Pour le club “Le plus facile d’abord”, vous nous direz : chacun sa facilité. Le facile de l’un n’est pas le facile de l’autre. Voici en vrac quelques astuces qui peuvent passer pour symboliques, mais qui peuvent aider à le mettre, ce pied à l’étrier :
  • Éteindre les lumières dans les pièces dans lesquelles on n’est pas;
  • couper son ballon d’eau chaude lorsque l’on part en vacances;
  • éteindre ses appareils en veille, dont la box Wifi (si en plus ça peut dissuader de les rallumer...);
  • utiliser les programmes de lavage ECO (qui durent plus longtemps, car ils chauffent moins forts).

3. Heure creuse, heure pleine

La sobriété est aussi une affaire de tempo.
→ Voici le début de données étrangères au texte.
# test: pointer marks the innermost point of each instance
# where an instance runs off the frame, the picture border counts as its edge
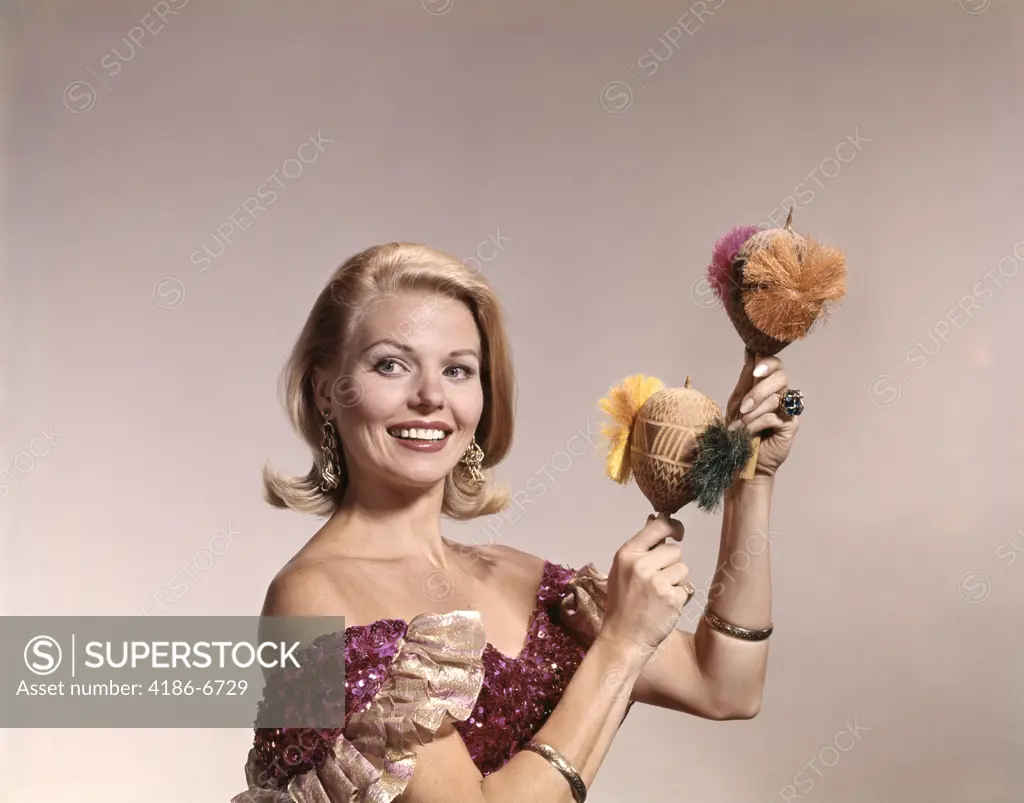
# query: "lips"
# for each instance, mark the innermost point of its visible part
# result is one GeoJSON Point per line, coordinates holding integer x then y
{"type": "Point", "coordinates": [428, 434]}
{"type": "Point", "coordinates": [420, 431]}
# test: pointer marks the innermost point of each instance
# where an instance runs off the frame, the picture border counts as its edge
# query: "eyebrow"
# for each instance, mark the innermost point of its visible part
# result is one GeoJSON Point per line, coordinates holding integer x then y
{"type": "Point", "coordinates": [409, 350]}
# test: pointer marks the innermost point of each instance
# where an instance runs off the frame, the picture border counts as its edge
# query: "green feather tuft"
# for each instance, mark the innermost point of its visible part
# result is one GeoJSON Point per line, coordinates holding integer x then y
{"type": "Point", "coordinates": [720, 455]}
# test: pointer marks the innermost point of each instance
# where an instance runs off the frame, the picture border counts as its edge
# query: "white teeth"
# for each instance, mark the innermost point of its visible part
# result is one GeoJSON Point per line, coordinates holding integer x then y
{"type": "Point", "coordinates": [420, 434]}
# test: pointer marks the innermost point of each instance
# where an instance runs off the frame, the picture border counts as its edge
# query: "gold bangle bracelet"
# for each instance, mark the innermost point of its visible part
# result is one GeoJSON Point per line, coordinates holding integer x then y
{"type": "Point", "coordinates": [558, 761]}
{"type": "Point", "coordinates": [735, 632]}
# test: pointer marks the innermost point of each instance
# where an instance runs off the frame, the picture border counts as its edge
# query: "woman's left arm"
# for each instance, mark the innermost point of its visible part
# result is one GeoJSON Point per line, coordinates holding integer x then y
{"type": "Point", "coordinates": [708, 673]}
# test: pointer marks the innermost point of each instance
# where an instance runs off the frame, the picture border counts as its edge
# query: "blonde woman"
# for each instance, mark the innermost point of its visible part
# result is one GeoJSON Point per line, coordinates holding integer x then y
{"type": "Point", "coordinates": [512, 685]}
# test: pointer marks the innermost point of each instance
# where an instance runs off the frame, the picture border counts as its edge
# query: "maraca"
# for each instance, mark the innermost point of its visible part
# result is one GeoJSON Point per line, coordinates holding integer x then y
{"type": "Point", "coordinates": [674, 441]}
{"type": "Point", "coordinates": [775, 285]}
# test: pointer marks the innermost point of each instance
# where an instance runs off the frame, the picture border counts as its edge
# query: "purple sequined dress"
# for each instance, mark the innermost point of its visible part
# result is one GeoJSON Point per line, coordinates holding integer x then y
{"type": "Point", "coordinates": [404, 680]}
Il s’agit de ralentir, ou plutôt d’adapter son rythme à un système un peu plus grand que soi. Cela commence par avoir en tête qu’à certains moments de la journée, de la semaine, ou de l’année, l’énergie est plus rare qu’à d’autres. Et ensuite d’adapter sa consommation à ce calendrier.
Et pour cause ! Quand l’énergie se fait plus rare et que l’offre peine à satisfaire la demande, les producteurs d’électricité sont amenés à allumer des centrales à énergie fossile pour éviter la coupure. Les émissions de GES liées à la production d'électricité augmentent. On dit alors que l’électricité est plus carbonée. L’outil Adapt.sh permet de visualiser en temps réel à quel point l’électricité en France est carbonée, ainsi qu’une prévision pour les jours à venir. En général, le plus simple à adapter est le lancement de ses cycles de lavage (linge et vaisselle). On peut aussi envisager de baisser son chauffage électrique durant les pics de consommation.

4. La force du groupe

Si vous êtes du genre à vous déplacer en bande, vous pouvez rejoindre un groupe “Défi Familles à Energie Positive”. Ce sont des dynamiques collectives de plusieurs foyers enclenchées par les collectivités locales, et ça a l’air de bien fonctionner (-12 % de consommation d’énergie en moyenne), en plus d'être ludique !
Nous espérons qu’avec cet article, vous attaquez l’hiver gonflés de belles intentions de sobriété énergétique, avec l’intime conviction qu’en plus d’une nécessité collective, il y a quelque chose de personnel à trouver derrière cette sobriété.